I have speculated that this HSBC “customer” account is dumping metal at comex to contain the price meanwhile buying even more metal at non-price setting markets. This could result in a net gain in position at contained prices. In a post on May 10 I explained this approach calling that the “differential lag theory”.
HSBC trade history is shown below. See anything different starting in December 2023? If you see a kink in those red and blue lines … you’re coming on board.
Reminder … The “H” in HSBC stands for Hong Kong and the “S” stands for Shanghai. Just sayin’.
The next biggest seller was Scotia’s house account at 919 contracts (4.6 million oz). That is the biggest sale for a single contract by Scotia for more than 3 years as you can see below. It is possible that this sale completes a flip of metal they bought in May (927 contracts) or June and July (which totaled 801 contracts).

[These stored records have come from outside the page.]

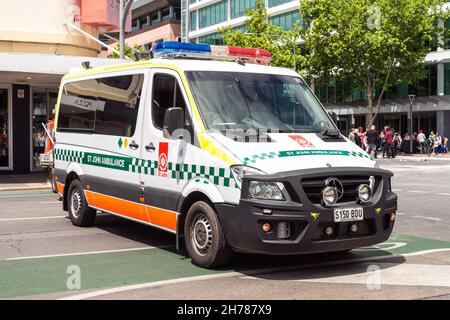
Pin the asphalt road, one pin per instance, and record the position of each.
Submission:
(43, 256)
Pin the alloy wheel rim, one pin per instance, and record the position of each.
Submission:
(201, 235)
(75, 203)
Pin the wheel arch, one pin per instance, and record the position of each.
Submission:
(184, 204)
(71, 176)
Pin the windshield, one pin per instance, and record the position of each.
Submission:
(235, 100)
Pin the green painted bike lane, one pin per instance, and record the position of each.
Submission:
(105, 270)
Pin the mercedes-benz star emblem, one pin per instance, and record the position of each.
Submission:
(336, 184)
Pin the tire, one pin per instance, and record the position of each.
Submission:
(209, 248)
(80, 213)
(52, 181)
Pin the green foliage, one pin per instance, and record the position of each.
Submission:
(377, 43)
(128, 51)
(261, 34)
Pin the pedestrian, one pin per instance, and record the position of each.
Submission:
(445, 145)
(351, 135)
(372, 140)
(422, 140)
(362, 137)
(382, 143)
(397, 143)
(437, 144)
(389, 143)
(357, 138)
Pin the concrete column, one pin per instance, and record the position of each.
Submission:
(440, 79)
(21, 129)
(440, 121)
(441, 25)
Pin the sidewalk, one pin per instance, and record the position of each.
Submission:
(422, 157)
(31, 181)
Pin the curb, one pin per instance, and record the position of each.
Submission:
(26, 188)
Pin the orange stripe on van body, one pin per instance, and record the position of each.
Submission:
(89, 197)
(60, 188)
(153, 215)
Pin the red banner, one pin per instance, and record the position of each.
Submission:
(163, 159)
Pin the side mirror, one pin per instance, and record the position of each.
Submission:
(333, 116)
(173, 120)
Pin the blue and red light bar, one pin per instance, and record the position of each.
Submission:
(206, 51)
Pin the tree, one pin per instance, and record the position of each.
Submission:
(376, 43)
(260, 33)
(129, 52)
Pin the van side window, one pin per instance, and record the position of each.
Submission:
(77, 106)
(118, 104)
(103, 106)
(166, 94)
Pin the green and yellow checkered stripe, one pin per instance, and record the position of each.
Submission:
(297, 153)
(69, 155)
(216, 175)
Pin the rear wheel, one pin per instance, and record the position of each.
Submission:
(79, 212)
(205, 241)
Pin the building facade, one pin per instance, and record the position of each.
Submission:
(35, 52)
(153, 21)
(201, 20)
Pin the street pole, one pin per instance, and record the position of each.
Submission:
(121, 30)
(124, 9)
(411, 100)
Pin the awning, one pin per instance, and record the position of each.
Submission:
(48, 63)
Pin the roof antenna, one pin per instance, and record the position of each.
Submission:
(86, 64)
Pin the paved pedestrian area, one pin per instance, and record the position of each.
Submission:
(32, 181)
(42, 255)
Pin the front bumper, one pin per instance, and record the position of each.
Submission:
(242, 224)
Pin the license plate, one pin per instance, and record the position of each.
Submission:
(348, 214)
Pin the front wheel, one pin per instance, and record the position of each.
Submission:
(204, 238)
(79, 211)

So far this September contract is an odd mix of activity with JP Morgan customers supplying most of the longs and Scotia selling. Formerly Scotia was a big player in precious metals however their activity has diminished over the last few years and they also exited the vault bushiness selling that to MTB.
+++++++++++++++ Gold
There was some potential last minute chicanery on the September gold contract. Nearly 20% of open interest or 959 contracts closed on the last day before first notice.
See any odd last day kinks on the plot below?
That is the largest last day reduction in OI in at least 4 years and the second largest OI reduction of ANY day over the last 4 years.
At least trading volume of 3,966 exceeded contracts closing of 959. Don’t laugh … it sometimes where the OI reduction is less than volume. That is a direct signal that shorts and longs settle off exchange in the dark of the night. On this occasion volume was 3,966 which was also a record for this late in the cycle:
The net of all that is … there’s a chance shorts may have been desperate to close and incentivized longs to settle. An alternative explanation is 20% of longs got spooked and closed at the last minute … far more than any historical norm.
HOWEVER, despite that potential chicanery … 4,142 contracts (12.9 tonne) stood for delivery. That is up 170% sequentially and the highest in 2-1/2 years.
Who was driving this activity? First day delivery notices were 64% of the contracts issued so we have a good read on the buyers and sellers. Wells Fargo’s house account was the largest buyer by far at 164,000 oz. The 2 largest sellers were BofA’s house account at 104,000 oz and Scotia’s house account at 95,000 oz.
I am most interested in 2 things. First, who accumulated that huge 3,500 contract position at day 25 and 26? And second, who closed 959 contracts in the last day. Those 959 are gone and neither the short or long will ever be listed on the issues and stops report. On the first one, it seems like Well’s is the primary suspect on who accumulated the 3,500 contracts over 2 days but with 1,499 contracts undelivered, we’ll have to wait and see if Well’s stops additional contracts.
As a reminder … for gold (and not so much silver) many new contracts are often created and subsequently delivered following first notice day. This can happen in active or inactive months, so we will soon see if this surge in activity continues.
the bottom line is.. I still see, a consistent vault depletion, an attempt to hide the large-scale acquisition by national entities and real attempt to keep the price low until they just can't do it anymore
I like that you generated stops issue charts at the bank level. Useful.
Fear not the physical gold printing machine is going to creat whatever we can't deliver to market out of thin air. Trust me it's going to work.